Oats (Quaker) (1 Serving) and Dal Yellow (Hommade) (1 Serving)
Breakfast
158 mg/dL
avg. peak value
Usually causes a medium spike
Avg. Food Score on Ultrahuman App
Ultrahuman Users got an UNSTABLE response
How to consume Dal Yellow, Oats without glucose spikes
Portion Control
Start by reducing the serving size of both Dal Yellow and oats. Smaller portions can help minimize a glucose spike by decreasing the amount of carbohydrates consumed at one time.
Incorporate Fiber
Add more high-fiber vegetables like spinach, broccoli, or zucchini to your meal. These can slow down the absorption of carbohydrates, leading to a more gradual rise in blood sugar levels.
Add Healthy Fats
Include sources of healthy fats such as avocados, nuts, or seeds. These can slow digestion and help stabilize blood sugar levels.
Choose Whole Grains
If possible, opt for steel-cut or rolled oats rather than instant oats, as they are less processed and have a lower impact on blood sugar.
Protein Pairing
Combine your meal with a protein source such as grilled chicken, tofu, or lentils.

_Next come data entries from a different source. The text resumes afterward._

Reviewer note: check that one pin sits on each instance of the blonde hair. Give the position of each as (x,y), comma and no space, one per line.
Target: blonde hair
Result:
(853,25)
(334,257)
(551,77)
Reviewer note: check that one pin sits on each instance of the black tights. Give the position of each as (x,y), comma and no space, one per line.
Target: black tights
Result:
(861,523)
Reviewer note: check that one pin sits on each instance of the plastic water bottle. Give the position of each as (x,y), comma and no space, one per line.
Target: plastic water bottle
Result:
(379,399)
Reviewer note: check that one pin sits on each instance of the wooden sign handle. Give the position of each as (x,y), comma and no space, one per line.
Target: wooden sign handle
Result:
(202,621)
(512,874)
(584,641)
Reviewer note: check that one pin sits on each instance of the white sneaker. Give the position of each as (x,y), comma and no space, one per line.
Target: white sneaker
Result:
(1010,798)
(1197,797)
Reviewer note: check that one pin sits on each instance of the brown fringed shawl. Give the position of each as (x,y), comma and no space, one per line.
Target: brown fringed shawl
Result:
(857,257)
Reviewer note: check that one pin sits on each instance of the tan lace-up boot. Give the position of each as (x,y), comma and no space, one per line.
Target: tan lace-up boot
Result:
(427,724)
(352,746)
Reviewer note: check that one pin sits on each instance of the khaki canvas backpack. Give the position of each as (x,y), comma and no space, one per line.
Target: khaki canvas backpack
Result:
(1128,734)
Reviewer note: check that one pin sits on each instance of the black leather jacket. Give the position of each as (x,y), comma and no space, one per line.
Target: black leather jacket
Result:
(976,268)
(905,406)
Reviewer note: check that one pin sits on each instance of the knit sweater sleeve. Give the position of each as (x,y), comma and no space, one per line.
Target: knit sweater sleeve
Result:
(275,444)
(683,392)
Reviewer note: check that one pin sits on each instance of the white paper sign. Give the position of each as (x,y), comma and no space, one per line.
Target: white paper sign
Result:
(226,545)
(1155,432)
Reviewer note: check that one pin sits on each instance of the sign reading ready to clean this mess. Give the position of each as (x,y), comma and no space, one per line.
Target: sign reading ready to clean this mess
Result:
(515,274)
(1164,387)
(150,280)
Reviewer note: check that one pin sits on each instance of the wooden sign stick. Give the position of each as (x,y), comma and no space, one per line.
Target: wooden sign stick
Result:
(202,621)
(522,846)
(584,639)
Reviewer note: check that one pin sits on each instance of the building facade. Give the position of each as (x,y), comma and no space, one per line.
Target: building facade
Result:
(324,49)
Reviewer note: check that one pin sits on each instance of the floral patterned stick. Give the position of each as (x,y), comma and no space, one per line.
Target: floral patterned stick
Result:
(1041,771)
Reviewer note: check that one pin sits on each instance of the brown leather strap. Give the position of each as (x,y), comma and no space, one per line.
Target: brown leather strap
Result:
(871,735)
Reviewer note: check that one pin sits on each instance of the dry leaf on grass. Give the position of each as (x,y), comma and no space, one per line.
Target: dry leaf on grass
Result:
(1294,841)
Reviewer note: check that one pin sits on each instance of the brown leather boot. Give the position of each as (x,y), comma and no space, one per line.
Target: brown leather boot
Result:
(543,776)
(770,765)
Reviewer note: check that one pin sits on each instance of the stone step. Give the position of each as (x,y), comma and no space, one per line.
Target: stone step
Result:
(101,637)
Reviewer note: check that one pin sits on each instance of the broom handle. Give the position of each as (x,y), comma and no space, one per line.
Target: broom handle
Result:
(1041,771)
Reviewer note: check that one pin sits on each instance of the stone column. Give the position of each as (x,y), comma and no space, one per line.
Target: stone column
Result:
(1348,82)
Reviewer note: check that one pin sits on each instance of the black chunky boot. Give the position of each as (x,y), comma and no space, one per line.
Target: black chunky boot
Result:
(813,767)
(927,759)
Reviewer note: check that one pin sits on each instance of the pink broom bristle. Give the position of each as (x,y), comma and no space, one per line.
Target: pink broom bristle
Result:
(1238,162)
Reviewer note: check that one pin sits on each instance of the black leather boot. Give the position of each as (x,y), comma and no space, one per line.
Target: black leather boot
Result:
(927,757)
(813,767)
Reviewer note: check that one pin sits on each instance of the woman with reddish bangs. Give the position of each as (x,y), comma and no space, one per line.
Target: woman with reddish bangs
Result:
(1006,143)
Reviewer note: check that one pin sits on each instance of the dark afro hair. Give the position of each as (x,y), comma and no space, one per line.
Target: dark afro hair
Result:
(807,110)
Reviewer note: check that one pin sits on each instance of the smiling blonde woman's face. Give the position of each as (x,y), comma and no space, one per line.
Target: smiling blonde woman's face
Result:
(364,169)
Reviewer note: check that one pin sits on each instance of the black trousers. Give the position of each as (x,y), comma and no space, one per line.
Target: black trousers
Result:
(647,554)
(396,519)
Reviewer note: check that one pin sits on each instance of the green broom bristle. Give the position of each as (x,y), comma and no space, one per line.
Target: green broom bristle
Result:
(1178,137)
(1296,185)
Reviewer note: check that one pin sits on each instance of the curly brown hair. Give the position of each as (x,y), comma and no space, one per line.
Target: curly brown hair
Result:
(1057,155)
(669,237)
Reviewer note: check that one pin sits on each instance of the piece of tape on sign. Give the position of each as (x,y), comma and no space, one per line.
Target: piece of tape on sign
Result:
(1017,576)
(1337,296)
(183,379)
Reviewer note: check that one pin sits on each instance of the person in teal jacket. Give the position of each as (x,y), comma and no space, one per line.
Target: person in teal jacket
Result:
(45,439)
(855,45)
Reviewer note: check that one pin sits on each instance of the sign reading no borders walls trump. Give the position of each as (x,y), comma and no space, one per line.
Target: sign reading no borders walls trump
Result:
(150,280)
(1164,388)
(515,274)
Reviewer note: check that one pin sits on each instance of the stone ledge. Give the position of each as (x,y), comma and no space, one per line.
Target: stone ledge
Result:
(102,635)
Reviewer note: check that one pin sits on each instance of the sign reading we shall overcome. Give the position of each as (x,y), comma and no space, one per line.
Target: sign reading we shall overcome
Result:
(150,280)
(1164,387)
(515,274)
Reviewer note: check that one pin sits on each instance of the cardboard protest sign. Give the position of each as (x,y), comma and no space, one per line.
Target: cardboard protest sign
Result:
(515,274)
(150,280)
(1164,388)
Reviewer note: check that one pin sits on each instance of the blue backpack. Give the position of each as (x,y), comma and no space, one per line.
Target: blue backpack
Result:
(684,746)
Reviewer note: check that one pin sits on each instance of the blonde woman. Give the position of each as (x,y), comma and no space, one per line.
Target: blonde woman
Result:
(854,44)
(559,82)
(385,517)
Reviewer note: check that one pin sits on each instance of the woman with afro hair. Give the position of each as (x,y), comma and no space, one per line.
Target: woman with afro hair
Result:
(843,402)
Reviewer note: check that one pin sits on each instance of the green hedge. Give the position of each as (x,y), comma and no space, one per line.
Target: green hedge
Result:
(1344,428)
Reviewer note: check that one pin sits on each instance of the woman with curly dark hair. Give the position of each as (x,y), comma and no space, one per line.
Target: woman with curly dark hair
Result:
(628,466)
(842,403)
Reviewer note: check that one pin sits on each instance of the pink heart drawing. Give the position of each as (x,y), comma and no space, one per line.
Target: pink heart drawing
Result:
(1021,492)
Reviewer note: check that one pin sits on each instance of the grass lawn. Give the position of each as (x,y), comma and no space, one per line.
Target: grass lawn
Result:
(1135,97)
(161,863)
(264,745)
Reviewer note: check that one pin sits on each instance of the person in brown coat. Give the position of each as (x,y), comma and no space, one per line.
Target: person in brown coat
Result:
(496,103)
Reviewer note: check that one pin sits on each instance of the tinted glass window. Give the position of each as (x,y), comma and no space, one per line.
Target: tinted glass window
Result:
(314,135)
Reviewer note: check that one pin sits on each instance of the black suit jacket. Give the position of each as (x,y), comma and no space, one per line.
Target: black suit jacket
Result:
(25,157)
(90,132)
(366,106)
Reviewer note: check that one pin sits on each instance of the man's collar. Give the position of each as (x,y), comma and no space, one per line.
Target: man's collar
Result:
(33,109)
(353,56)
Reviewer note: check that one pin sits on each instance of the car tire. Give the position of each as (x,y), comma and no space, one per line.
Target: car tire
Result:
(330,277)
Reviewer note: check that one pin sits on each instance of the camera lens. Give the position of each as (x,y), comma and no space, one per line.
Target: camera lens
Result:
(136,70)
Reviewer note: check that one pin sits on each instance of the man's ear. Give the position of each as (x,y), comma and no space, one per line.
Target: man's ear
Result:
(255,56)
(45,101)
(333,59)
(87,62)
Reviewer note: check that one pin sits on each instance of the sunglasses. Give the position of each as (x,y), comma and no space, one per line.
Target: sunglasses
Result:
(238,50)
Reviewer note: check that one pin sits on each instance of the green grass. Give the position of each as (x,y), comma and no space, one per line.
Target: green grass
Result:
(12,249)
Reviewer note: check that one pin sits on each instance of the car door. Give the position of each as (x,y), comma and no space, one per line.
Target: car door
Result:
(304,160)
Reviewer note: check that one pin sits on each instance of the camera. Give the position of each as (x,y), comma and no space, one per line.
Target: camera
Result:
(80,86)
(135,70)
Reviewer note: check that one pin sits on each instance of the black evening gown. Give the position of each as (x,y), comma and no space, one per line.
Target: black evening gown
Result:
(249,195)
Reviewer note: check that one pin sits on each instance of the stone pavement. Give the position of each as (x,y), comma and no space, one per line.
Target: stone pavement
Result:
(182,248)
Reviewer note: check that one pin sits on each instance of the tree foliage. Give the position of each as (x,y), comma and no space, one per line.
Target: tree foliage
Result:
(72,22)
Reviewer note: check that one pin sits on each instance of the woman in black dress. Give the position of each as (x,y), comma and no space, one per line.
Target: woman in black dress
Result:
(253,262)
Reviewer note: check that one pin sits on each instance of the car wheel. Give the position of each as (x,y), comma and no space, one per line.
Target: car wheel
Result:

Protein can help moderate the impact of carbohydrates on your blood sugar.
Eat Slowly
Take your time eating and chew your food thoroughly. Eating slowly can help your body better manage the digestion process and reduce the impact on blood sugar.
Stay Hydrated
Drink plenty of water throughout your meal. Staying hydrated can help your body manage blood sugar levels more effectively.
Spice it Up
Add spices like cinnamon or turmeric, which may help improve insulin sensitivity and control blood sugar levels.
Consistent Meal Timing
Try to eat your meals at regular intervals throughout the day to help maintain steady blood sugar levels.
Monitor and Adjust
Keep track of how different combinations of foods affect your blood sugar and adjust future meals accordingly to find what works best for your body.